Similar to other social media platforms, you have the opportunity to choose a profile picture and background, but the style of those photos tends to differ in function and purpose. Rather than choosing a casual selfie or funny photo you and a friend relate to, LinkedIn typically features professional headshots and backgrounds. Considering the website is to attract employers, and often can be linked on your resume you send to potential jobs, there is a certain standard in a LinkedIn profile versus one on Facebook or Instagram.

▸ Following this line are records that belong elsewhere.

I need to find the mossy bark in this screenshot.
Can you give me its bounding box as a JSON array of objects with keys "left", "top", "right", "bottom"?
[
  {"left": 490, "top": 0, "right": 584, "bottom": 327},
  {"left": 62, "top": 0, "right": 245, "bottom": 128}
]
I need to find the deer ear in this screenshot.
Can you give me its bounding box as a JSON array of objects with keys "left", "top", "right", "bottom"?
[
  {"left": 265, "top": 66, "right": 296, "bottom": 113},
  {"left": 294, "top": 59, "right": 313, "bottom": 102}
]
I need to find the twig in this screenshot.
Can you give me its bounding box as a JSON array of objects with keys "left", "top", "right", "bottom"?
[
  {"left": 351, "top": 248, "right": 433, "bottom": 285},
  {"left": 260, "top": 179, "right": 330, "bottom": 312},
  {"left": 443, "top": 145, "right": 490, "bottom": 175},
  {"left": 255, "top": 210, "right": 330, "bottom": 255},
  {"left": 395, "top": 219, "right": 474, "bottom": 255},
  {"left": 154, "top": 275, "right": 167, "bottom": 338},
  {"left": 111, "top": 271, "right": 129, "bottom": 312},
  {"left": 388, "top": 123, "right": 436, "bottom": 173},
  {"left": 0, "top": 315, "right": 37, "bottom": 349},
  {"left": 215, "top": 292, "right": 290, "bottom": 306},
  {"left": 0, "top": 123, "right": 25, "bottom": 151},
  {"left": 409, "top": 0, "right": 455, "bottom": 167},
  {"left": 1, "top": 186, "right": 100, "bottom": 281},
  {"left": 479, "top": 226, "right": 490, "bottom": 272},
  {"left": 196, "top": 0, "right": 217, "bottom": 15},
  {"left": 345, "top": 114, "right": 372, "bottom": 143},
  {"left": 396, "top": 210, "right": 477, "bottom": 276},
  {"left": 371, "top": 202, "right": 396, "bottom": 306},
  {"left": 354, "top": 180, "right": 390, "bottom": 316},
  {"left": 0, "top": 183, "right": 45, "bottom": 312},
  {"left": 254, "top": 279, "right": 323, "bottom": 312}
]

LinkedIn is also educational. For instance, you might have found this article from LeadYouth’s LinkedIn page! Many websites provide helpful information on their LinkedIn account that is filtered out more than posts on other platforms, because of the purpose intended for a post. As well, you can not only make connections with people you know, but you can follow organizations or causes you might potentially be interested in. LinkedIn provides job resources and employment opportunities, coupled with some of the positive features of other apps like a chat box and meeting people.

2. YouTube

YouTube is another app with the potential for good. The video making platform can provide study inspiration, help you stay informed with the news, or help you learn how to put together a desk. Not only are there dozens of educational resources on the platform, but it also has leisurely videos that can still provide you some benefit. You might watch a short video of an artist making a painting for creative inspiration, or spend some time learning a new hobby through a tutorial. While YouTube has a wide variety of videos, you tend to be recommended content based on videos you’ve already enjoyed, leading to a positive reinforcement of content you truly want to see.

3. Quora/Reddit

Question and answer forums, like Quora or Reddit, can also have the potential for good. Providing an internet resource from people in situations just like your own, users can pose questions in forums made up of individuals with similar interests. Of course, these platforms hold the same issues as any platform in regards to not every forum truly acting educational, but if you control your pages and follow the right people you can use the sites to help with homework or answering queries. You can also contribute to conversations in areas you are interested in to help others, contributing to the greater good.

4. Pinterest

Lastly, websites like Pinterest and, to a lesser extent, Tumblr, can provide creative inspiration. While not entirely educational, the websites tend to display a better part of the internet, where creatives can show their work and people in similar fan groupings can look at what they’re interested in. People frequently collect photos on Pinterest for vision boards of what they want their new experiences in life to mirror–new year, new school, new job, etc.–and help you to shift your mindset on life to one that’s more positive.


Social media allows its users to share content, stay connected with friends, learn new skills, and market. Yet, the key is knowing it can also have its flaws if misused. Reducing negative influences can improve your health, safety, and well being, and allow you to manage your life instead of social media managing you.